In order to accomplish the move, key grip Eddie Quinn built a small platform seat that was suspended from tracks mounted to the ceiling and capable of carrying both the "Panavized" Arriflex camera and operator Enrique Bravo. The platform was smoothly raised through the stairwell by means of an electric hoist and pulley system, pacing the actors as they climbed upward. Because there would be no way to hide lights or the shadows cast by the "floating" rig since the camera would reveal virtually 360 degrees of the space Roizman lit the stairwell entirely with Photofloods and strip lights aimed down through a draped muslin ceiling to create an overall soft-light effect.

The Exorcist was the fifth feature that Bravo, camera assistant Tom Priestly Jr., and second assistant Gary Miller had worked on with Roizman, and the cinematographer attests, "we knew each other like the backs of our own hands. Ricky, who had been a cameraman in Cuba before he came to the States, had the exact same sense of composition that I did. I never had to explain anything to him. Priestly was a great assistant, and wanted to be a cinematographer himself. I used to push him all the time, asking, ’When are you going to become an operator? Stop being so lazy!’ Having such experienced guys on the film was very helpful."

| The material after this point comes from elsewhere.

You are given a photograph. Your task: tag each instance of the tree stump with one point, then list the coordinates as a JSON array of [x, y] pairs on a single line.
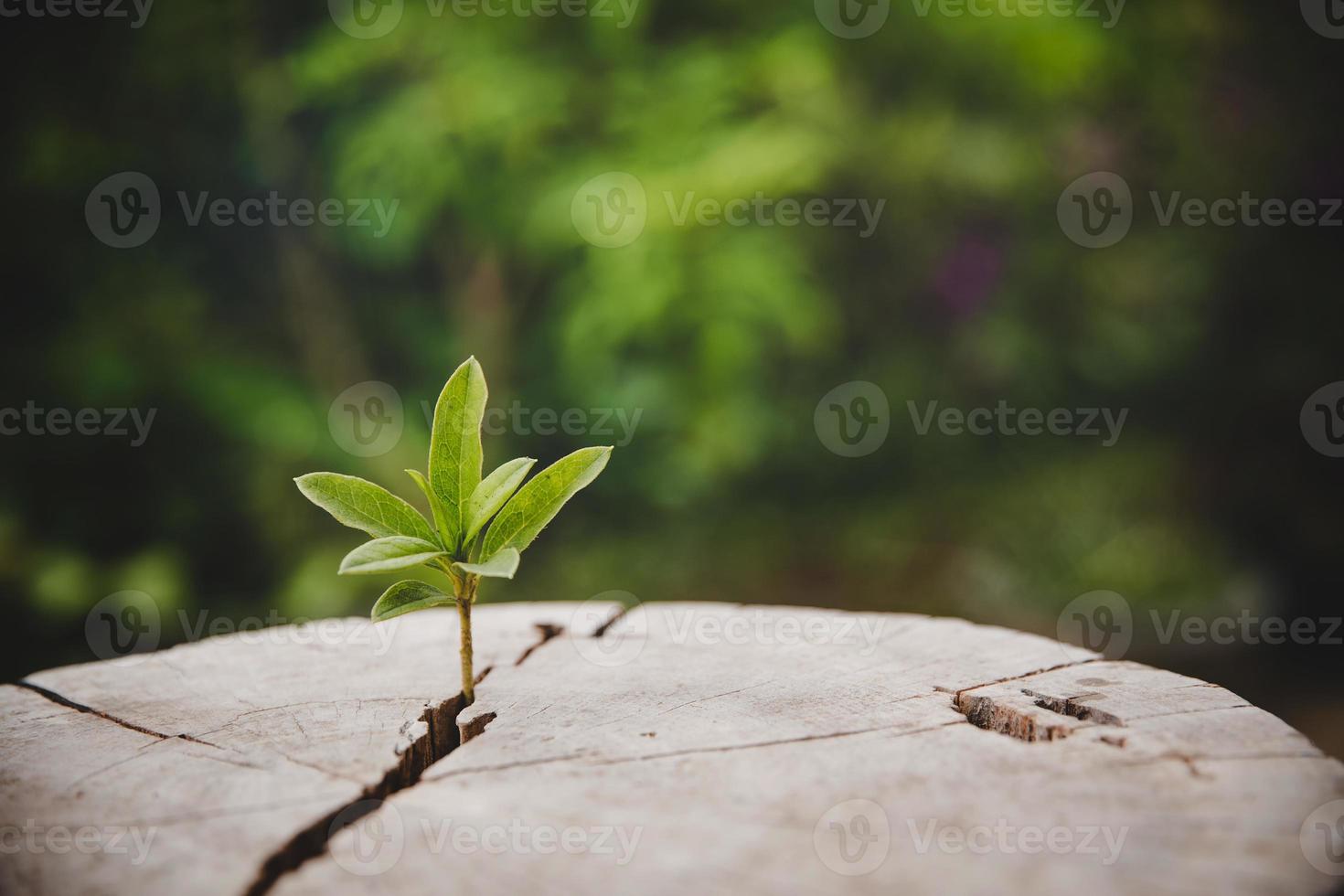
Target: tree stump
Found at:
[[674, 749]]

The set depicting Regan’s bedroom was constructed with a removable ceiling and flyaway walls on a raised gimbal (to allow for the various effects mechanics), and its appearance parallels the character’s ghastly transformation. Beginning as a typically cheery girl’s room, it later becomes a grim torture chamber. During the film’s lengthy exorcism finalé, as Karras and Merrin challenge the force of evil within the girl, the room was sparsely dressed, with careful art direction providing subliminal dread. "The room was designed to be very monochromatic by that point," Roizman explains. "The walls were a gray-taupe color and the bedsheets were neutral beige. The priests were dressed in black, which helped, but we stayed away from any pure white because it would have jumped out too much. In toning everything down like that, the only real color in the room became the skin tones an effect I personally like very much. This sequence has an almost black-and-white feeling, yet there is subtle color there. In the rest of the picture we let the colors play normally."

Heat and lighting became key issues throughout the exorcism sequence. In the story, the paranormal activities leave the bedroom frighteningly frigid, and since the authenticity-obsessed Friedkin wanted to see the performers’ breath vapor, the set was built in a refrigerated room ironically dubbed "The Cocoon." The crew kept the room at a temperature of about -20°F, making heavy coats a necessity for anyone working in the space. "We did some tests with the temperature at about 25 degrees, and you could see some breath, but it wasn’t really enough," Roizman says. "When the lights were turned on, their heat warmed the room so quickly that we couldn’t even get a single take. The breath showed up fine at zero, but Friedkin wanted the actors to really feel the cold because he thought it would help their acting. An actor on his knees for 20 minutes at minus 20 degrees is really going to feel the cold."